Within Apple's wearables, home, and accessories segment is the tech giant's wildly successful wearables business (Apple Watch, AirPods, and Beats earphones). During fiscal Q4, wearables revenue grew at a rate "well over 50%," said Apple CEO Tim Cook.

Further, Apple is set up well in both services and wearables going into fiscal 2020. Next year, Apple will benefit from four new services launched during 2019: Apple News+, Apple Arcade, Apple Card, and Apple TV+. The tech giant started shipping the latest version of its Apple Watch in September and its AirPods Pro on Oct. 30. Both items have been serving as catalysts for Apple's wearables.

Not only do these new services create new revenue streams for Apple, but they bolster the "stickiness" of the company's overall ecosystem by giving customers more ways to become entrenched.

Valuing Apple stock

At first glance, Apple's $1.3 trillion market cap and its $280 stock price may be hard to wrap your mind around. But consider these tidbits:

  • Apple raked in $59 billion in free cash flow during fiscal 2019 alone.
  • Earnings per share were $11.89 during the period -- up from $9.21 two years ago. 
  • Apple's combined services and wearables, home, and accessories revenue accounted for 27% of fiscal 2019 revenue -- and that revenue was up 24% year over year.
  • Thanks to services' robust 64% gross profit margin, the segment accounted for 30% of Apple's gross profit in fiscal 2019 -- and that gross profit was up 22% year over year.
  • The tech giant has a net cash position of $98 billion.

Suffice it to say, Apple's fundamentals easily support the company's current stock price. And the valuation makes even more sense when viewed alongside the company's track record of execution and its powerful brand.

Sure, the stock may not be the bargain it was earlier this year. But this is a quality stock worth paying up for.
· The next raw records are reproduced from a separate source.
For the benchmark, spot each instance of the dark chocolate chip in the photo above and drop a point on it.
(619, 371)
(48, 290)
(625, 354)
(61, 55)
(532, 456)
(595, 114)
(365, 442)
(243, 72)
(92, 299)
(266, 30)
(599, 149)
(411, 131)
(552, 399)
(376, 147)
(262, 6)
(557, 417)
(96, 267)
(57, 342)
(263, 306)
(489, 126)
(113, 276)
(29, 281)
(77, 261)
Investors, of course, will want to keep an eye on Apple's iPhone business. If declining revenue in the segment can't stabilize, Apple may struggle to grow its net income. But as long as the company's non-iPhone businesses keep up their momentum and iPhone revenue stabilizes, investors could be rewarded nicely over the long haul.

At a $280 share price, I think Apple stock is a buy.